Deluxe models included neat fender skirts and they also displayed such extras as stainless steel moldings on front fenders and doors along with a 39-hour wind up clock inside.
An outside sun shade, bumper wing tips or a grille guard were options to dress up any Chevrolet and many were.
Gauges were grouped in two circular clusters with non-glare lighting within the new curved “safety-sight” instrument panel. The control knobs sat in a recessed panel below the instrument panel.
Another safety changed, “Jumbo-Drum” brakes took much less, about 25%, pedal pressure to apply. They were promoted as the largest in the low-priced field.
Chevy started the 1951 season with models in two body styles, notchback Styleline or fastback Fleetline with trim options again being either Special or Deluxe. Most of the Fleetline fastbacks were phased out at midyear, leaving the solo two-door Deluxe. Americans believed the slantback body to be old fashioned now and were no longer drawn to them.
The production of Chevy Bel’s rose sharply despite both Ford and Plymouth having added hardtop body styles this year. The tune “See the USA in your Chevrolet” by Dinah Shore not only had Americans whistling and humming, but also started appearing as a slogan in print ads.
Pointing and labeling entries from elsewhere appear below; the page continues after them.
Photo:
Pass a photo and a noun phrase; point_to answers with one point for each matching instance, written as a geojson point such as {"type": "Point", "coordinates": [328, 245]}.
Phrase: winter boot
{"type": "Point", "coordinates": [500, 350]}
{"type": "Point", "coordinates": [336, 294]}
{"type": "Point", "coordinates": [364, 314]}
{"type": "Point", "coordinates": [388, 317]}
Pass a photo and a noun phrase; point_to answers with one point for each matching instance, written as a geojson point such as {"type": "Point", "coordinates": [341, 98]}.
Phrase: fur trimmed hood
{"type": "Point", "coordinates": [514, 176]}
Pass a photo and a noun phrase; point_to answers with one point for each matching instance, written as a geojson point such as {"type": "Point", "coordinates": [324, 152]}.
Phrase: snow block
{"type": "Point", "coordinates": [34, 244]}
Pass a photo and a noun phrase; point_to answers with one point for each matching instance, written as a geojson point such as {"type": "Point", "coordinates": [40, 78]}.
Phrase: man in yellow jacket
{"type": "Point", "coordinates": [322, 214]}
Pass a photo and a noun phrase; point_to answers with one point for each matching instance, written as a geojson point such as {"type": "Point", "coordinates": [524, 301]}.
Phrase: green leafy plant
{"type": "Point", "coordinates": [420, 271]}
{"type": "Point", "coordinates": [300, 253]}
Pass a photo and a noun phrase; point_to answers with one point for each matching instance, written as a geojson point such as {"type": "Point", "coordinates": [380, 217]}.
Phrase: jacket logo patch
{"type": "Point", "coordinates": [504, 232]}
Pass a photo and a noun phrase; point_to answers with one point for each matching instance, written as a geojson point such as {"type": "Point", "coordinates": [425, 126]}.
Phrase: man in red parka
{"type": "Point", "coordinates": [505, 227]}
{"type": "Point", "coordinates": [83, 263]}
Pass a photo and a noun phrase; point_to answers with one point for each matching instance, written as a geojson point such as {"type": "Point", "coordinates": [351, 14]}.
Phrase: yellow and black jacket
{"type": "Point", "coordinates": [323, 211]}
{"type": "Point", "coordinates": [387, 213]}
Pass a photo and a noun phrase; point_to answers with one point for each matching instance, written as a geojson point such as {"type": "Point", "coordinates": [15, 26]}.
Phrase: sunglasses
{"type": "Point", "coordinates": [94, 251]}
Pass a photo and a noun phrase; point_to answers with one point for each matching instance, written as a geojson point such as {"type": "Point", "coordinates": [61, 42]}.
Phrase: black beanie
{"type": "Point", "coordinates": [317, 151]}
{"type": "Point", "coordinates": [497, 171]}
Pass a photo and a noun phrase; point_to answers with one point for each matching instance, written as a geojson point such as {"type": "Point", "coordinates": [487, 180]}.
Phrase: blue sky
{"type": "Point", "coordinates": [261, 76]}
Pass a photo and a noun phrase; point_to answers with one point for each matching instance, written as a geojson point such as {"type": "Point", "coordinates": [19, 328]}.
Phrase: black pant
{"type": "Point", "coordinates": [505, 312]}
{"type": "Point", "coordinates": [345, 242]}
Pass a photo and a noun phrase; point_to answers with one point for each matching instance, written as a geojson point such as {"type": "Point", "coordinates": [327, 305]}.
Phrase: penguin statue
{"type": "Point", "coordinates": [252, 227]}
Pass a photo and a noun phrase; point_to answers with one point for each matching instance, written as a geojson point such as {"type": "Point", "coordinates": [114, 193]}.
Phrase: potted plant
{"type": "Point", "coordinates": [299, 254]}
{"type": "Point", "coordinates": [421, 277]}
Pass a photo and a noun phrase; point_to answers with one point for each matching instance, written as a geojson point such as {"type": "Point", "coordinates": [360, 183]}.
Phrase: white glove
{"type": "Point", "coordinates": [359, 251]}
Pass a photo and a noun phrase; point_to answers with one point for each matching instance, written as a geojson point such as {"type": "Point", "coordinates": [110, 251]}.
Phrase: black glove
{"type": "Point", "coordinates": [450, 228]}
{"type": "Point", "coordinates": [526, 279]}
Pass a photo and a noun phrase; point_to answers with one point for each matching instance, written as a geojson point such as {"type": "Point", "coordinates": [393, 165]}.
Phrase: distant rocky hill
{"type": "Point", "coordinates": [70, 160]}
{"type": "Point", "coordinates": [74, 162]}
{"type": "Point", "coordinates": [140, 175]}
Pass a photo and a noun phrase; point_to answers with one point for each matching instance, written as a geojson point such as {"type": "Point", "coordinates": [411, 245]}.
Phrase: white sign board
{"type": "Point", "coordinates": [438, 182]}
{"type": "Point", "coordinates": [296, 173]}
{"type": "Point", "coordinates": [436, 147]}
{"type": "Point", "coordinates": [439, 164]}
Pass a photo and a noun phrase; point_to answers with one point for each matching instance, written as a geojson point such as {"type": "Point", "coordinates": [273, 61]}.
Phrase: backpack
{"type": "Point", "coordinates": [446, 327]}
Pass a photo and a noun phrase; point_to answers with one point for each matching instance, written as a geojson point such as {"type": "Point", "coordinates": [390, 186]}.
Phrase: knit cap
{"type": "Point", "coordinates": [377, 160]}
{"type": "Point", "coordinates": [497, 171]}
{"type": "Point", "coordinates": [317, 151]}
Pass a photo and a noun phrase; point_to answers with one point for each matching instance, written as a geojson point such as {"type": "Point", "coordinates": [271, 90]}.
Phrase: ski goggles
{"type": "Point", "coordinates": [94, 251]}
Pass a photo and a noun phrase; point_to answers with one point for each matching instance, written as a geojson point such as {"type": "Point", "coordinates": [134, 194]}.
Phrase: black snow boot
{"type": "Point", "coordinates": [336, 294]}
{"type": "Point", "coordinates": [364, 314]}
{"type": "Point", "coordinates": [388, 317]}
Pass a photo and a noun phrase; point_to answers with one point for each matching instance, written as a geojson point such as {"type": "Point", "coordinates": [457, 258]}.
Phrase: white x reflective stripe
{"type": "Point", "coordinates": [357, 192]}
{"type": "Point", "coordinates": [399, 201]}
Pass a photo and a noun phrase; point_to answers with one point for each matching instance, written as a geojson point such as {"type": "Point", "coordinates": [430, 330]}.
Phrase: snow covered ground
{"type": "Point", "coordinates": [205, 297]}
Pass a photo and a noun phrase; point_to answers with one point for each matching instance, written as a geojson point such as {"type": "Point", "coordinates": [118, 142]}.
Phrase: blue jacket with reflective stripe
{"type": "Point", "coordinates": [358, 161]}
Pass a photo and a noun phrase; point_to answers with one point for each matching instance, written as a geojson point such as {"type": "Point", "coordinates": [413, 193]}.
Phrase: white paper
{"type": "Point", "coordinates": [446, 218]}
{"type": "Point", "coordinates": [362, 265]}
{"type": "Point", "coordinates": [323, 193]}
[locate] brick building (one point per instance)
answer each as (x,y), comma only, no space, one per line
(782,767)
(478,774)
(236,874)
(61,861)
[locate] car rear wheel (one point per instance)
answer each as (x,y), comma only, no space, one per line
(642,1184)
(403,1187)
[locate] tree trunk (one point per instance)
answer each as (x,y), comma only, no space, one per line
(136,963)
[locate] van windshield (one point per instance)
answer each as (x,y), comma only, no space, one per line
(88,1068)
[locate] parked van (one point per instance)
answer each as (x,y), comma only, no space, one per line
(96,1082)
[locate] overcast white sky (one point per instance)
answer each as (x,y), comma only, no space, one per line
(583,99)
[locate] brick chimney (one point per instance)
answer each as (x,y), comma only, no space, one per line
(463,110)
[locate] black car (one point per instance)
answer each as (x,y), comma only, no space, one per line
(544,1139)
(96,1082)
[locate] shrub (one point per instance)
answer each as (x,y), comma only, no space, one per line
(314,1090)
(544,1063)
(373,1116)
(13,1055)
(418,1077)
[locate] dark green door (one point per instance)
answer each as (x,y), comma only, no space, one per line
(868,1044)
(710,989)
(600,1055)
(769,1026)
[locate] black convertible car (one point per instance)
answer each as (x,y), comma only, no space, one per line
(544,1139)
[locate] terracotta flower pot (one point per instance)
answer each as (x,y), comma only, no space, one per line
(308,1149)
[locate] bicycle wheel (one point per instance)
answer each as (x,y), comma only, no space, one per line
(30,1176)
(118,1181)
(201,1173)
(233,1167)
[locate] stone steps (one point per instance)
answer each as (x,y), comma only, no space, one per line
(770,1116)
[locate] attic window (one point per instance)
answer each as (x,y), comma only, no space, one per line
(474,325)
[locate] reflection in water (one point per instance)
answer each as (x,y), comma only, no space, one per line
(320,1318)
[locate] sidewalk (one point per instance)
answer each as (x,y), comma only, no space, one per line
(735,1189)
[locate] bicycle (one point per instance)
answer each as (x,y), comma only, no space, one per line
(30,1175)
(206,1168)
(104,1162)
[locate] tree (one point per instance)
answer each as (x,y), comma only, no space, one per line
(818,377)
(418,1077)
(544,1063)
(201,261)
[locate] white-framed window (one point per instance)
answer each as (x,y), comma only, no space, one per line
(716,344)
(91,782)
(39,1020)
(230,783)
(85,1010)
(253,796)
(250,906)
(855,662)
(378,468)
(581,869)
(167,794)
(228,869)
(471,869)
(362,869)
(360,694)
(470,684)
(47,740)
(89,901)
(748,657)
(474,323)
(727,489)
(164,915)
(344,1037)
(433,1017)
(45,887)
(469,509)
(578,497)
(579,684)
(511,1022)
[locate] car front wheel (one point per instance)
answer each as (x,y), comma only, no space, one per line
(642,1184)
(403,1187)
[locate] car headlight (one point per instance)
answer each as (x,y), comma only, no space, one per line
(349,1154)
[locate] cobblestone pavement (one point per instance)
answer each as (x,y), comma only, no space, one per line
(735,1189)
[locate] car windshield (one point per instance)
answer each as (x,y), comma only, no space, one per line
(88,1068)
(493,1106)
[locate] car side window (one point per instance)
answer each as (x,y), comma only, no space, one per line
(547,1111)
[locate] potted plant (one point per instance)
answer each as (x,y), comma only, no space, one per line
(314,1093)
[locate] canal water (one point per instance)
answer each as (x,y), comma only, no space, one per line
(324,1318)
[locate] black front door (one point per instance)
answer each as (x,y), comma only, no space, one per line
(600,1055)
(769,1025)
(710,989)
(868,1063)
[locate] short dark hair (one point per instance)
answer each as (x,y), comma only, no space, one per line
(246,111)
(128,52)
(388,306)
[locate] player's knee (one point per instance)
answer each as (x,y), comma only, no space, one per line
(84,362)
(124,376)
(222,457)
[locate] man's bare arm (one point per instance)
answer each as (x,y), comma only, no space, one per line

The Powerglide made an appearance in more than 43 percent of Deluxe Chevrolets making it obvious that customers weren’t worried about its reputation for slippage and slowness. It had the smooth flow of power that it was claimed to, but acceleration and performance were considerably lacking.
Compared to a record-breaking 1950, sales dipped slightly to below 1.25 million, however, Chevrolet still finished comfortably ahead of Ford and held on to its first-place ranking.